Dall’altra parte ora non c’è più l’URSS ma la Cina, un Paese in crescita impetuosa (10 % annuo e probabile sorpasso del PIL americano entro 10-15 anni), politicamente e commercialmente sempre più aggressivo, una politica estera espansiva discreta ma incisiva e senza remore. Un paese che non da oggi flirta vantaggiosamente con gli islamici: delegazioni arabo-saudite, iraniane, uzbeche, ecc. sono di casa a Pechino, ansiosa di assicurarsi risorse petrolifere indispensabili al suo sviluppo e nuovi mercati, nonché di estendere la sua influenza politico-diplomatica.
Il “pericolo Cina” era chiaramente denunziato nei santuari dei conservatori americani da ben prima della fine del secolo. La Cina si spinge in Africa e persino nel “cortile di casa” degli USA, facendo accordi economici di lunga durata con paesi dell’America Latina e addirittura col cattivo Chavez; stringe poi rapporti politici ed economici con tutti i paesi musulmani che contano, senza remore ideologiche. E che ora “guardano a oriente” come ad una vantaggiosa alternativa alla troppo lunga (e spesso umiliante) dipendenza dell’Occidente. Davvero, la sfida all’egemonia americana è ormai a tutto campo…
Intanto gli USA si attardano in una acritica difesa - questa sì disastrosa per l’immagine dell’Occidente nel mondo musulmano – del paleocolonialismo israeliano e della sua ottusa visione del rapporto con i palestinesi. Lentamente il mondo arabo-musulmano, corroso dall’odio e incattivito da troppe umiliazioni, sta consumando la sua secessione psicologica dall’Occidente, e i frutti, guarda caso, li sta raccogliendo il Patto di Shangai… Insomma, il rischio della dissennata politica occidentale nel Medio Oriente - che, nella percezione dei musulmani, continua a criminalizzare gli arabi cattivi e a benedire il virtuoso Israele - è quello di spingere gradualmente il mondo musulmano nelle ampie braccia del potente gigante asiatico.
E’ lo spettro – di cui si discute per ora solo a livello di ipotesi accademiche - della realizzazione di una grande alleanza Cina-Islam. Che in un futuro non lontano potrebbe mettere l’Occidente alle corde: petrolio arabo, tecnologia e potenza cinese, un mercato immenso…
La risposta americana?
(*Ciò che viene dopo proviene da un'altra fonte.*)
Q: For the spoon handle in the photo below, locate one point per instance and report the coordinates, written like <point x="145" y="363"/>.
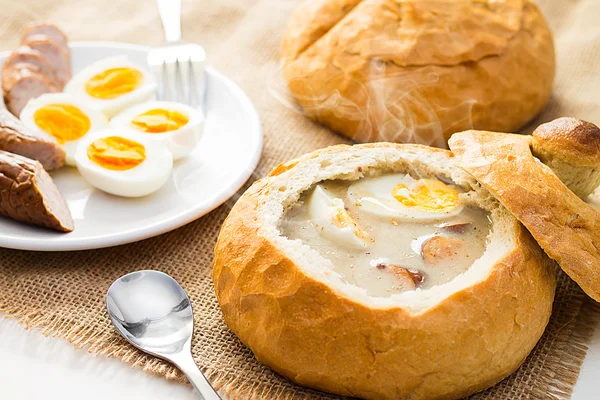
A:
<point x="196" y="378"/>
E’ nel progetto di Bush di costruire un “Grande Medio Oriente”, solidamente ancorato alla democrazia, ai valori (e agli interessi strategici) dell’Occidente, reso insomma alleato strutturale, organico, di USA e Europa . Progetto che è, sulla carta, molto razionale e più che sensato.
Nei fatti, però, succede che l’Occidente, per difendere a oltranza cause sbagliate e controproducenti, raccoglie in Medio Oriente solo odio, promuove suo malgrado e allarga la base di consenso all’estremismo religioso e anzi, rischia di regalare buona parte del mondo islamico –che da sempre guarda all’Occidente - alla Cina e al Patto di Shangai.